This is a list of projects that can serve as a basis for student theses and similar coursework. If you are a student at the IT University of Copenhagen and are interested in working on one of these topics for the degree you’re pursuing, please feel free to get in touch with me.

Research-Oriented Projects

Inference with very large language models under resource constraints (added 3/2023)

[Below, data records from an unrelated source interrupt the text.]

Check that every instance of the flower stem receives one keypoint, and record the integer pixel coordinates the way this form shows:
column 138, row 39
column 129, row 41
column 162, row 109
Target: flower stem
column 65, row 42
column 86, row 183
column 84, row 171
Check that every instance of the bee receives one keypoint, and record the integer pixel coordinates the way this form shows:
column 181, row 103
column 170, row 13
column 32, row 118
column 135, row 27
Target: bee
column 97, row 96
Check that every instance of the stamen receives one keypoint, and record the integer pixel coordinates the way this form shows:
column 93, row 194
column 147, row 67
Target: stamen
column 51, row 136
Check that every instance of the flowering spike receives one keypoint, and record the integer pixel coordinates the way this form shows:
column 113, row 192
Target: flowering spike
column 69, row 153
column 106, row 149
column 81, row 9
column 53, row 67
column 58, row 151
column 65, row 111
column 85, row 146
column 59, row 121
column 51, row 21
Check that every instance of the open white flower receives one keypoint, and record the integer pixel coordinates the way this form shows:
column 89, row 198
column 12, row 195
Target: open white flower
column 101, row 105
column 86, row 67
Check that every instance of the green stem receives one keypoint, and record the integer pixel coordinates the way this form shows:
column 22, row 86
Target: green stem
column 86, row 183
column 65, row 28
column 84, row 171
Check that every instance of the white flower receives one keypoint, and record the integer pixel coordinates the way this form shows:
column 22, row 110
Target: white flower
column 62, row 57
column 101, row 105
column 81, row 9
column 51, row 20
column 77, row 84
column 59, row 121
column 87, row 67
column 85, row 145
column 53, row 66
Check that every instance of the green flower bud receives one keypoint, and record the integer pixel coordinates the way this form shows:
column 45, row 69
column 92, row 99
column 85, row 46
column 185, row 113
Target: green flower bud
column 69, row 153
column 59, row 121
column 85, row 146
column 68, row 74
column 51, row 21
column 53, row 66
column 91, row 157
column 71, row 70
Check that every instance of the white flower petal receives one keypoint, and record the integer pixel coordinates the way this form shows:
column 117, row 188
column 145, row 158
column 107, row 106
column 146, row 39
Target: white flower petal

Recently, very large pretrained language models such as GPT-3 and BLOOM have achieved a performance leap in text generation. These models are very resource-hungry, and ITU currently doesn’t have the hardware to run BLOOM in its recommended setup (8 V100 GPUs). There are various ways to work around this and run the model on more limited configurations with different trade-offs. The goal of this thesis would be to explore these and develop recommendations for running very large models under strong resource constraints.
Multifaceted representation of people in discourse

Bias in machine learning is often studied with respect to isolated traits such as gender, but humans have multifaceted identities and affiliate with multiple interacting traits at the same time. The goal of this project would be to learn multifaceted representations of human identities from text corpora with a view to the automatic recognition of biases, stereotypes or bullying.
Recognising veiled toxicity with persona models

Veiled toxicity refers to hurtful things people say to each other without using explicit slurs or foul language. The goal of this project is to replicate prior work on the automatic detection of veiled toxicity and extend it based on a representation of the character traits of the discourse participants.
Politeness and formality in machine translation

Different languages have different means to address people in a polite way or make polite requests, for instance by using special polite pronouns and word forms (such as German du vs. Sie, French tu vs. vous, Danish du vs. De), by using polite words such as sir or please, or by using more elaborate, polite ways of phrasing requests. These linguistic means are language-specific and evolve over time, which poses challenges for translation. Formality transfer in machine translation has mostly relied on explicit coding/annotation of formality levels in the input, but can we also create models that automatically recognise what forms are appropriate in a specific context?
Cross-lingual alignment of referring expressions

Texts contain referring expressions that point to things in the real world. Given parallel text in two languages, find ways to match referring expressions having the same referents and the same functions in the text. This project is ideal for a student with a background or interest in linguistics in addition to good knowledge of NLP and machine learning.
Visualisation of complex linguistic structures across languages

When you work with texts in multiple languages that are marked up for complex linguistic structures, it quickly becomes very difficult to see what’s going on across languages. This project aims to develop a user interface to work efficiently with this type of multidimensional data. It would be a good match for a student with an interest in and experience of user interface development.